La concessione del telefono di Andrea Camilleri: la divertente storia di un grande papocchio raccontata da una penna superba
Siamo a Vigàta, nel giugno del 1891, sono passati trent’anni dall’unificazione italiana e la situazione non sembra ancora chiara. A Filippo Genuardi, piccolo commerciante di legnami ed ex perdigiorno, viene in mente di richiedere la concessione di una linea telefonica per la sua attività. Dopo aver scritto una prima lettera al prefetto di Montelusa, per avere delucidazioni, e non aver ricevuto alcuna risposta, scrive due solleciti.
Tramite un boss mafioso, che s’interessa alla faccenda, il Genuardi scopre di aver sbagliato il cognome del prefetto.

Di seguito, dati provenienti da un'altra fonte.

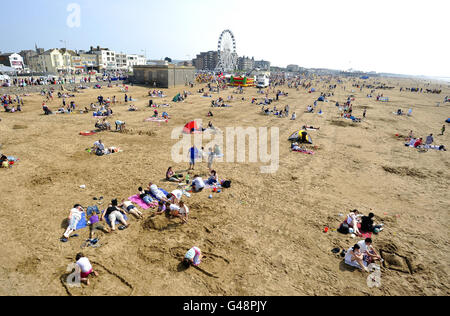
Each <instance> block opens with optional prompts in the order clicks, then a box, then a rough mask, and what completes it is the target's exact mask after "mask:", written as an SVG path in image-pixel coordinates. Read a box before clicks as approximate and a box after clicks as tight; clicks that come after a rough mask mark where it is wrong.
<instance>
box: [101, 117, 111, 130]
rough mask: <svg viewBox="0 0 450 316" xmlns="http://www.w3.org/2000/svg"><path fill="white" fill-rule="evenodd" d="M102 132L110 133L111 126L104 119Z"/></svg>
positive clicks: (103, 121) (104, 119) (102, 122)
mask: <svg viewBox="0 0 450 316" xmlns="http://www.w3.org/2000/svg"><path fill="white" fill-rule="evenodd" d="M102 124H103V130H105V131H110V130H111V124H110V123H109V122H108V120H107V119H106V118H104V119H103V122H102Z"/></svg>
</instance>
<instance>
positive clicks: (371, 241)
mask: <svg viewBox="0 0 450 316" xmlns="http://www.w3.org/2000/svg"><path fill="white" fill-rule="evenodd" d="M372 244H373V241H372V239H370V238H367V239H365V240H361V241H360V242H358V246H359V247H360V248H361V253H362V254H363V255H364V261H365V262H367V264H368V265H370V264H371V263H374V262H375V261H381V262H383V259H382V258H381V256H380V255H379V254H378V253H377V252H376V251H375V249H374V248H373V246H372Z"/></svg>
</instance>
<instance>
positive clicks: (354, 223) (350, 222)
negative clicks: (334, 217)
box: [340, 210, 363, 236]
mask: <svg viewBox="0 0 450 316" xmlns="http://www.w3.org/2000/svg"><path fill="white" fill-rule="evenodd" d="M362 216H363V215H362V214H360V213H359V211H358V210H353V211H352V212H350V213H349V214H348V215H347V217H346V218H345V221H344V222H343V223H342V224H341V227H340V229H341V228H342V227H343V226H346V227H347V228H348V229H350V228H352V229H353V233H354V234H355V235H357V236H361V233H360V232H359V228H358V226H359V225H358V224H359V223H360V222H361V217H362ZM349 232H350V231H349Z"/></svg>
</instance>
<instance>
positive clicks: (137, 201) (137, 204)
mask: <svg viewBox="0 0 450 316" xmlns="http://www.w3.org/2000/svg"><path fill="white" fill-rule="evenodd" d="M128 200H129V201H130V202H133V203H136V204H137V205H138V206H139V207H140V208H142V209H143V210H148V209H149V208H155V207H157V206H158V203H156V202H154V203H151V204H150V205H148V204H147V203H145V202H144V201H142V199H141V198H140V197H139V195H133V196H131V197H129V198H128Z"/></svg>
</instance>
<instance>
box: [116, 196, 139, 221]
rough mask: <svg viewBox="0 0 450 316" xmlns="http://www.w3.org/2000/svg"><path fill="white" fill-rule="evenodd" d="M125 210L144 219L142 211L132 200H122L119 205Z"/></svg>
mask: <svg viewBox="0 0 450 316" xmlns="http://www.w3.org/2000/svg"><path fill="white" fill-rule="evenodd" d="M119 207H120V208H122V209H123V210H125V211H126V212H127V213H129V214H132V215H134V216H136V217H137V218H140V219H143V218H144V216H143V215H142V212H140V211H139V210H138V209H137V208H136V206H134V205H133V203H131V202H130V201H125V200H122V204H121V205H120V206H119Z"/></svg>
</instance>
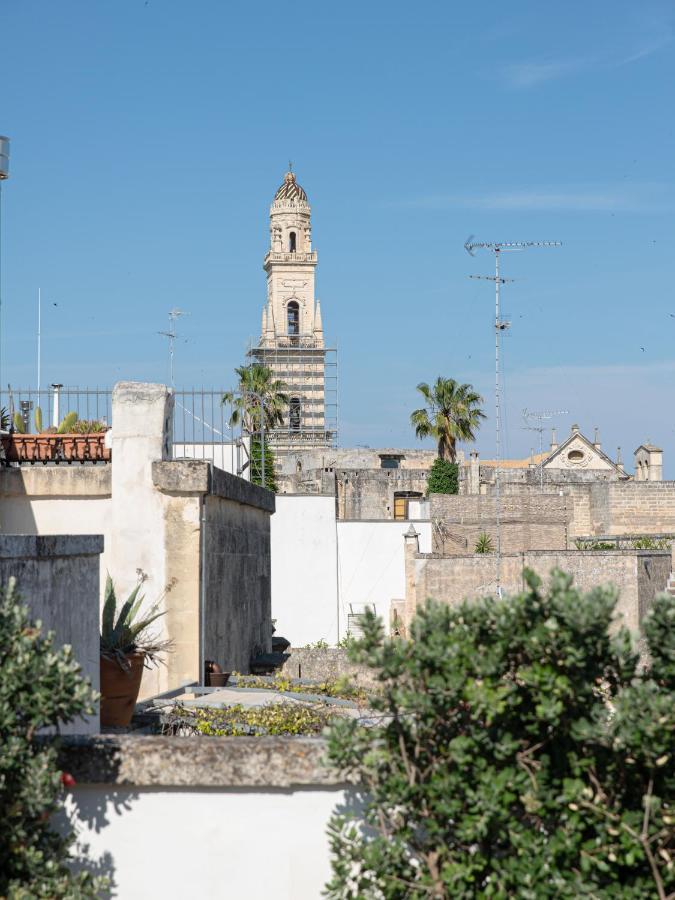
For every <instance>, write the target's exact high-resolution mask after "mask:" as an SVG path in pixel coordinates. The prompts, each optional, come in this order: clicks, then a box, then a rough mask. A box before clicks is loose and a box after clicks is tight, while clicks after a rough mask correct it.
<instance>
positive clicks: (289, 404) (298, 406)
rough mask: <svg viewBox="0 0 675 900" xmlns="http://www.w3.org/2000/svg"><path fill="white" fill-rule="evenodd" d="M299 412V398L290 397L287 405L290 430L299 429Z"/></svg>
mask: <svg viewBox="0 0 675 900" xmlns="http://www.w3.org/2000/svg"><path fill="white" fill-rule="evenodd" d="M300 412H301V411H300V398H299V397H291V401H290V403H289V405H288V423H289V425H290V428H291V431H299V430H300Z"/></svg>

Quello in realtà si chiama Marascianno e non Parascianno, che in napoletano significa “membro di notevoli dimensioni”. Il prefetto, insomma, si è convinto che Pippo Genuardi gli abbia dato della testa di c..
A questo punto inizia a succedere l’incredibile. Innanzitutto Filippo Genuardi viene scambiato con un altro F. Genuardi, segnalato da tempo alle autorità come sobillatore e rivoluzionario, e per questo viene perseguitato quasi da tutti: lo Stato, la polizia, i suoi stessi concittadini; gli voltano le spalle perfino i grossisti presso cui comprava la legna. Viene mandato a nascondersi a Palermo, con la scusa di doversi occupare di affari importanti. E la cosa carina è che Pippo Genuardi, di politica, non ci ha mai capito nulla, anzi se n’è sempre tenuto lontano, pensando solo ai fatti suoi.
La concessione del telefono di Andrea Camilleri è una storia in cui ognuno pensa a fare i propri interessi e in cui, come succede quasi sempre, vince chi non ha nessun merito: funzionari statali incompetenti vengono promossi, chi deve pagare la passa liscia e chi si è adoperato nella difesa della verità (compreso il tentativo di scagionare Pippo) viene declassato e trasferito lontano. Addirittura, alla fine, un delitto d’onore per adulterio viene fatto passare per delitto politico, come a dire che le cose bisogna farle quadrare.
Scritto nel 1998, questo è un romanzo di Andrea Camilleri che presenta molte particolarità. Innanzitutto, anche se i personaggi e le situazioni risultano grotteschi e divertenti, la trama è più seria di quanto possa sembrare. L’autore di Porto Empedocle racconta, servendosi dell’ironia e della finzione, ciò che realmente accadeva nel periodo post-unificazione e che purtroppo accade spesso anche oggi. Come dichiarato dallo scrittore stesso, l’idea è venuta fuori grazie al ritrovamento di un decreto ministeriale del 1892 per la richiesta di una linea telefonica. Un ottimo pretesto per raccontare un po’ di storia della Sicilia.
Per quanto riguarda la struttura, non c’è una trama raccontata dal narratore. I capitoli sono divisi in “cose scritte”, cioè biglietti, lettere, circolari degli uffici pubblici o articoli di giornale, e “cose dette”, ovvero le conversazioni che avvengono tra i vari personaggi. L’unica cosa che scandisce il tempo della narrazione è la specificazione della data nelle cose scritte. Il detto e lo scritto si alternano fino alla fine del romanzo, quando poi si mescolano quasi in concomitanza con il definitivo precipitare degli eventi.
Insomma, riuscirà il povero Filippo Genuardi ad avere questa concessione della linea telefonica? Sta a voi scoprirlo leggendo questo piccolo capolavoro di Andrea Camilleri.